MENJADI penjaga 2 masjid utama umat Islam di Makkah dan Madinah memang membantu kejelasan kedudukan pemerintah Kerajaan Saudi Arabia (KSA) di maka Dunia Islam.
Lepas dari ‘faktor Islam’ negeri tempat kelahiran dan dakwah Nabi Besar Muhammad saw itu menjadi kekuatan regional, bahkan mendapat pengakuan global karena cadangan minyaknya, serta keberadaan di kawasan strategis dunia: Timur Tengah.
Namun kini, kekuatan Saudi sedang menurun dan bahkan Israel tidak dapat mengubahnya, tulis Marwan Bishara, kolumnis Al Jazeera.
Mungkin koinsidental, pembunuhan jurnalis Saudi Jamal Khashoggi yang disponsori negara, bersamaan dengan titik balik di mana Arab Saudi terus mundur, kehilangan arah dan pengaruh di kawasan Teluk dan Timur Tengah.
Lebih dari 50 tahun setelah kerajaan Saudi mulai naik ke ketenaran regional dan internasional sebagai anggota utama OPEC dan Organisasi Kerjasama Islam (OKI), sekarang berada di jalur penurunan yang stabil.
Rumah bagi situs-situs paling suci Islam dan cadangan minyak terbesar kedua di dunia, kebijakan salah arah Arab Saudi menyia-nyiakan pengaruh agama dan keuangan yang telah terakumulasi selama bertahun-tahun.
Lima tahun terakhir ini sangat menyakitkan dan merusak.
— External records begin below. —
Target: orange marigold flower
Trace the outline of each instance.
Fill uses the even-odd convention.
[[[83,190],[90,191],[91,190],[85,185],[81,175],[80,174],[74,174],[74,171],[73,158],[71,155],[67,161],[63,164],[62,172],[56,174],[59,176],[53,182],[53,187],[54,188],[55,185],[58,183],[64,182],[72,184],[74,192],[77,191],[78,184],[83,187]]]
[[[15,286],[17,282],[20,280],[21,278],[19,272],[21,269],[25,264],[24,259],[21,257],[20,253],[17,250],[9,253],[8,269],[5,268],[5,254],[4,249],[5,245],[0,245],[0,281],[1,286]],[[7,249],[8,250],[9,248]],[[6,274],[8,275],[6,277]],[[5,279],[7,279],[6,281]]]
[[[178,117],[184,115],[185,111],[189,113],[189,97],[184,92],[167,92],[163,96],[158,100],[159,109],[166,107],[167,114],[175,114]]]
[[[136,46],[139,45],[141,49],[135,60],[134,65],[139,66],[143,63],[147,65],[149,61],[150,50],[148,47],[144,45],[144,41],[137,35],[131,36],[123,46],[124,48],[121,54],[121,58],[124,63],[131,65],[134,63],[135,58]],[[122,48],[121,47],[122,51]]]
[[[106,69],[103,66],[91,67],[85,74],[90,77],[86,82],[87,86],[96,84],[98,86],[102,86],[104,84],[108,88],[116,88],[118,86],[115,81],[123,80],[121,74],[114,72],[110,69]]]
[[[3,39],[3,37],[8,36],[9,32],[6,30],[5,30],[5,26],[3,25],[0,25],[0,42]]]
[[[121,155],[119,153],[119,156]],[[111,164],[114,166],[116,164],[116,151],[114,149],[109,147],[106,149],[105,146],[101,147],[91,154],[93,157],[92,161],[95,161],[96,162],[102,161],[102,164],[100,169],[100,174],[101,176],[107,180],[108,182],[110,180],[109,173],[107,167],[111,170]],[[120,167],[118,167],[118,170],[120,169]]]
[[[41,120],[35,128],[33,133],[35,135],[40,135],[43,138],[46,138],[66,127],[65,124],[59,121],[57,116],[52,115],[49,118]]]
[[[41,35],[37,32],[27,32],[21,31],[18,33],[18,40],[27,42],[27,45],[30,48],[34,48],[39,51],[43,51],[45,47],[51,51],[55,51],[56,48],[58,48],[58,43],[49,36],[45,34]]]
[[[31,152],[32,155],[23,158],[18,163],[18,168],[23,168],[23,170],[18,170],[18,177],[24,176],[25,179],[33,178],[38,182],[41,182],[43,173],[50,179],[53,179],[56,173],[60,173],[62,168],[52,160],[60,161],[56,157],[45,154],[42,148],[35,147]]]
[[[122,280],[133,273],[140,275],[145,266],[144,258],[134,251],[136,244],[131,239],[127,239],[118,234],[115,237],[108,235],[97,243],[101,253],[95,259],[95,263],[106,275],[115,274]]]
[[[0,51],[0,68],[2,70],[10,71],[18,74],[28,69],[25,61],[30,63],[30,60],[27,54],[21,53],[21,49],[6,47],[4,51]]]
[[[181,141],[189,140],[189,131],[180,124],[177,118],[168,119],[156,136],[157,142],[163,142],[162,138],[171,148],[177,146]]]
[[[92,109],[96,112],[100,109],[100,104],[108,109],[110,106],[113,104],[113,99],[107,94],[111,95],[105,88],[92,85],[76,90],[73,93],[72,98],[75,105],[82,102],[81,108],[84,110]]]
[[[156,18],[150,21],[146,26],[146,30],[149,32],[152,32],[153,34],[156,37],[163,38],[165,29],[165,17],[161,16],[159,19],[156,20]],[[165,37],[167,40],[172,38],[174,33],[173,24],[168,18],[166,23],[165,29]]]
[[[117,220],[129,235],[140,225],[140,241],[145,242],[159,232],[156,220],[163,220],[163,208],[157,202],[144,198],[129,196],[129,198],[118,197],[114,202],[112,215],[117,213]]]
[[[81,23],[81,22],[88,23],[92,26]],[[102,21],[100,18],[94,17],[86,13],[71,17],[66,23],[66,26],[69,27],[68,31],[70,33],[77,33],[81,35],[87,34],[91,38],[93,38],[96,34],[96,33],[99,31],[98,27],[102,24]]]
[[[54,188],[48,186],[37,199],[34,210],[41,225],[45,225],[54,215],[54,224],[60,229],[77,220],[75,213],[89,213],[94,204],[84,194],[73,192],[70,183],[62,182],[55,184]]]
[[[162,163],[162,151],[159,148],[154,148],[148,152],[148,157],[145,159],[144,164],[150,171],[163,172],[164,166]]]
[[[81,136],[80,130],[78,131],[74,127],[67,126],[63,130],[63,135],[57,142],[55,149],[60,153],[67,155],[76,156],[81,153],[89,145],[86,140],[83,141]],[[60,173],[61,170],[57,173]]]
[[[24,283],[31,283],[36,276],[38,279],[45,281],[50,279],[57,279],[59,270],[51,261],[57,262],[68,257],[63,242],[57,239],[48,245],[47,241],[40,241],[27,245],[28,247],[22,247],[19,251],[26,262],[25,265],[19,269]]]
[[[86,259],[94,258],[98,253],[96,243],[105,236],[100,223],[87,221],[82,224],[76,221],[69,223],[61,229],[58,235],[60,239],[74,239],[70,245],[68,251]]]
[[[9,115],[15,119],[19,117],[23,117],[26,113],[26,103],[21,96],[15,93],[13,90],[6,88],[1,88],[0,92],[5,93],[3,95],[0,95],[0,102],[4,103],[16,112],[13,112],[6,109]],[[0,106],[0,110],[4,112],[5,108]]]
Apa yang dimulai sebagai dorongan yang menjanjikan dan ambisius oleh Pangeran Mohammed Bin Salman (MBS) yang agak Machiavellian, segera berubah menjadi usaha yang sembrono.
Dipandu terutama oleh mentornya, pangeran Machiavellian lainnya, Mohammed Bin Zayed (MBZ) dari Uni Emirat Arab (UEA), MBS menjalankan roda kerajaan sampai ke lapisan politik di bawah.
Paradoksnya, tidak ada yang lebih membuktikan kemunduran Arab Saudi selain kebangkitan mendadak mitra juniornya sebagai kekuatan regional yang suka berperang, mencampuri Libya dan Tunisia serta mendukung diktator dan penjahat perang, seperti Abdel Fattah el-Sisi dari Mesir dan Bashar al-Assad dari Suriah. .
Dengan Riyadh yang dilumpuhkan oleh sebagian besar pukulan yang dilakukan sendiri, Abu Dhabi dengan ceroboh berlari ke depan dan menyeret Arab Saudi dengan itu.
Ini juga terbukti dalam dukungan MBS untuk langkah MBZ untuk menghubungkan keamanan Teluk dengan Israel sebagai cara untuk melindungi aturan dan pengaruh regional mereka.
Ini adalah pembalikan peran yang mencengangkan, mengingat Arab Saudi mulai menjadi terkenal secara regional dan global pada akhir 1960-an, bahkan sebelum UEA muncul.
Kekuatan kebetulan
Kebangkitan awal Arab Saudi dapat ditelusuri ke jatuhnya proyek pan-Arab Mesir setelah bencana perang tahun 1967, dan kematian pemimpinnya Gamal Abdel Nasser dari Mesir pada tahun 1970.
Sebagai anggota terkemuka OPEC, Arab Saudi menyelenggarakan pertemuan pertama OKI pada tahun 1970 untuk memperbesar pengaruhnya di luar Liga Arab, yang pada saat itu didominasi oleh rezim sekuler yang bersahabat dengan Soviet – terutama Mesir, Irak dan Suriah.
Rejeki nomplok dari ledakan minyak setelah pemboikotan OPEC menyusul perang Arab-Israel 1973 semakin memperkaya Arab Saudi dan mendanai diplomasi dan pengaruhnya terhadap petrodolar.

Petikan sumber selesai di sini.